Thai alphabet is the reflect of this complexity. Different consonnants exist for the same sound, and vowels are doubled to differentiate short and long sounds.
There is a total of 44 consonnants and 18 "simple" vowels, plus a dozen "complex" vowels.
Spaces
Thai is written with little to no spaces, it is often difficult to know where words start and end.
Transcription
Transcription rules from thai alphabet to latin alphabet are explained here : Royal Thai General System of Transcription
Unlike other alphabets such as cyrillic or greek, latin transcription of thai loses many information, for example short/long vowels and tones.

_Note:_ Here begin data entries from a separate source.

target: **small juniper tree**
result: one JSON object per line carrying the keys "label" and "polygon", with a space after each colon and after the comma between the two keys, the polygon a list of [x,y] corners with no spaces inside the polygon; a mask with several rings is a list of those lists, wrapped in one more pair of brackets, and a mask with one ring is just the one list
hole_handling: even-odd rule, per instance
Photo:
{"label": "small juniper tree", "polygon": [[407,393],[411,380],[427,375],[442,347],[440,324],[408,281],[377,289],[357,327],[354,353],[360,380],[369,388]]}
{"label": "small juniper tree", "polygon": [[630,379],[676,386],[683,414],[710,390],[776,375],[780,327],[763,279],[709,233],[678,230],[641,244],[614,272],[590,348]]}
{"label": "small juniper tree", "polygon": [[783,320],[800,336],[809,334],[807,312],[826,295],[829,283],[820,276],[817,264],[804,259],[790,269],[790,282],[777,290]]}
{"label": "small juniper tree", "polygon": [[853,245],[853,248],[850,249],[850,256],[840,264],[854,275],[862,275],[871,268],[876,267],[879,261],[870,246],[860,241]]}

It is also important to note that there may be differences between what's explained in thai learning classes (which focus on pronounciation) and transcription.
Since our goal here is to link the characters you find in streetview and the data shown on google maps, we will focus strictly on transcription.
Basics of Syllables
The initial consonnant is the central part of the syllable, then the vowel is placed somewhere around the consonnant.

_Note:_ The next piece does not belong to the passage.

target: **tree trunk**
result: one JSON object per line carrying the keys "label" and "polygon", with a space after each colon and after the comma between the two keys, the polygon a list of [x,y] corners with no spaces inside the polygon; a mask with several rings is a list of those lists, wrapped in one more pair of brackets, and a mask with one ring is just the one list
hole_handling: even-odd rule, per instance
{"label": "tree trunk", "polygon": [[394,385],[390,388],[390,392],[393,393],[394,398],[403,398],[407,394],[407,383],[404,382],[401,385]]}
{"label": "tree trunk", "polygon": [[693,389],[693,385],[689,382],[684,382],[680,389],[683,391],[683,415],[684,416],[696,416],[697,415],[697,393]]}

As an example we will take the พ = ph consonnant and add a vowel to it :
the vowel โ = o is written on the left : โพ = pho.
the vowel i is written as an accent : พี = phi.
the vowel u is written as a subscript : พุ = phu.
the vowel ะ = a i written after the consonnant : พะ = pha.
the vowel เ-ะ = e is around the consonnant : เพะ = phe.
The "non-consonnant" aw-ang : อ
Since thai vowels are always written around a consonnant, in order to write a single vowel without a consonnant attached, there is a อ letter, meaning the syllable has no initial consonnant.
It is commonly used in words starting with a vowel, or when multiple vowels follow each other.
Mute accent Gaaran
The mute accent Gaaran tells you the letter is mute and not used in transcription. Its most frequent place is at the end of some words, for example :
ศุกร์ = suk = friday. the final r is neither pronounced nor transcripted.
เสาร์ = sao = saturday. the final r is neither pronounced nor transcripted.
อาทิตย์ = atit = sunday. the final y is neither pronounced nor transcripted.
final consonnants
In thai, the same letter can be pronounced and transcripted in different manners depending whether it is an initial consonnant or a final consonnant.
For example, initial consonnant พ = ph becomes พ = p as a final consonnant.
Consonnants without vowels
When several consonnants are next to each other without vowels, there are different cases :
-it could be a cluster. A cluster is a set of 2 consonnants that go well together. In thai, clusters finish with r,l or w : kr, phr, pr, dr, kl, pl, gw, dw...
-it could be invisible vowels : it is a specificity of thai language, sometimes some vowels are not written, but they are pronounced and transcripted.
Invisible vowels are "a" or "o", there are 2 rules but those rules do not cover all cases, sometimes you'll have to guess.
Rule 1 : 2 syllable words with no vowels at all have "a" as vowel for the 1st syllable and "o" in the second syllable. you will find it in the word นคร = nakhon = city.
Rule 2 : single syllable words without vowel have "o" as vowel.